Performing the Initial Deployment in Azure¶
Creating App Registration for Terraform¶
In Azure Active Directory, go to App registrations and create a new registration (e.g., Master-Terraform).
Set supported account types to Accounts in this organizational directory only.
In the App Registration's API permissions, add a permission from Microsoft Graph → Application permissions for:
- Application.ReadWrite.All
- Directory.ReadWrite.All
Grant consent if prompted.
Under Roles and administrators, confirm the App Registration has the Cloud application administrator role; add it if missing.
Note the Application (client) ID and generate a client secret — use the secret value (not the ID) when populating Terraform variables.
Grant the App Registration Owner access on the target subscription so it can create and manage resource groups.
Fork Infrastructure Repository in GitHub¶
Work with the DataForge team to add a service GitHub account, then fork the main Infrastructure repository into it.
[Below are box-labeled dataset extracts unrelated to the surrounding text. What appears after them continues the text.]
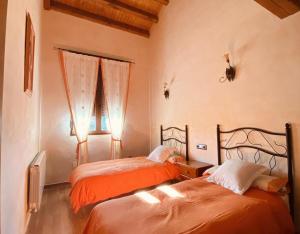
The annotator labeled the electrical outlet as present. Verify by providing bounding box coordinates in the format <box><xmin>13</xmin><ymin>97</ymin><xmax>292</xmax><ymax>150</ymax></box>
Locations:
<box><xmin>196</xmin><ymin>144</ymin><xmax>207</xmax><ymax>150</ymax></box>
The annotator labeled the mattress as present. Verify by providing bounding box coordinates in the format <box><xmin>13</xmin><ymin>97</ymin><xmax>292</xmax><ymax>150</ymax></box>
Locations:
<box><xmin>70</xmin><ymin>156</ymin><xmax>179</xmax><ymax>212</ymax></box>
<box><xmin>84</xmin><ymin>177</ymin><xmax>294</xmax><ymax>234</ymax></box>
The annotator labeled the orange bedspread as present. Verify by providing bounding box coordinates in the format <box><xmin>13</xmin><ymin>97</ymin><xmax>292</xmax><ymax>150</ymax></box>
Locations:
<box><xmin>84</xmin><ymin>178</ymin><xmax>294</xmax><ymax>234</ymax></box>
<box><xmin>70</xmin><ymin>157</ymin><xmax>179</xmax><ymax>212</ymax></box>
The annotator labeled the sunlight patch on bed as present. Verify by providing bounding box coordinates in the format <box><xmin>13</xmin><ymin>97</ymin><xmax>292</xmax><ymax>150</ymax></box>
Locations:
<box><xmin>157</xmin><ymin>185</ymin><xmax>184</xmax><ymax>198</ymax></box>
<box><xmin>135</xmin><ymin>192</ymin><xmax>160</xmax><ymax>204</ymax></box>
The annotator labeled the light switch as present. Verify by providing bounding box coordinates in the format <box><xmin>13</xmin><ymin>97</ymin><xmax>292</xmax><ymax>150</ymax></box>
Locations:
<box><xmin>196</xmin><ymin>144</ymin><xmax>207</xmax><ymax>150</ymax></box>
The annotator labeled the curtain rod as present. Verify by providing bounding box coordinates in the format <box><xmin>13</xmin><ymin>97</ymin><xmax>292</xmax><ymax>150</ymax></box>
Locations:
<box><xmin>54</xmin><ymin>47</ymin><xmax>135</xmax><ymax>64</ymax></box>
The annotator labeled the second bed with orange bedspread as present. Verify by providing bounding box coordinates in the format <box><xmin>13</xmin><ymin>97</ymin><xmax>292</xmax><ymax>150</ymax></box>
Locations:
<box><xmin>84</xmin><ymin>178</ymin><xmax>294</xmax><ymax>234</ymax></box>
<box><xmin>70</xmin><ymin>157</ymin><xmax>179</xmax><ymax>212</ymax></box>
Setting up Terraform Cloud Workspace¶
Fork the Infrastructure repository and create a VCS connection in Terraform Cloud
Create a new Terraform Cloud workspace using Version control workflow and select the forked infrastructure repository.
Set the working directory to terraform/azure. The VCS branch can be left as default (master).
Make sure the Terraform version in the workspace is set to 1.3.0
Setting up Auth0 Management Application¶
Navigate to the Auth0 account and open the Auth0 Management API.
Click API Explorer and Create and Authorize API Explorer Application. Then go to Applications → API Explorer Application and use the domain, Client Id, and Client Secret to populate auth0Domain, auth0ClientId, and auth0ClientSecret in Terraform variables.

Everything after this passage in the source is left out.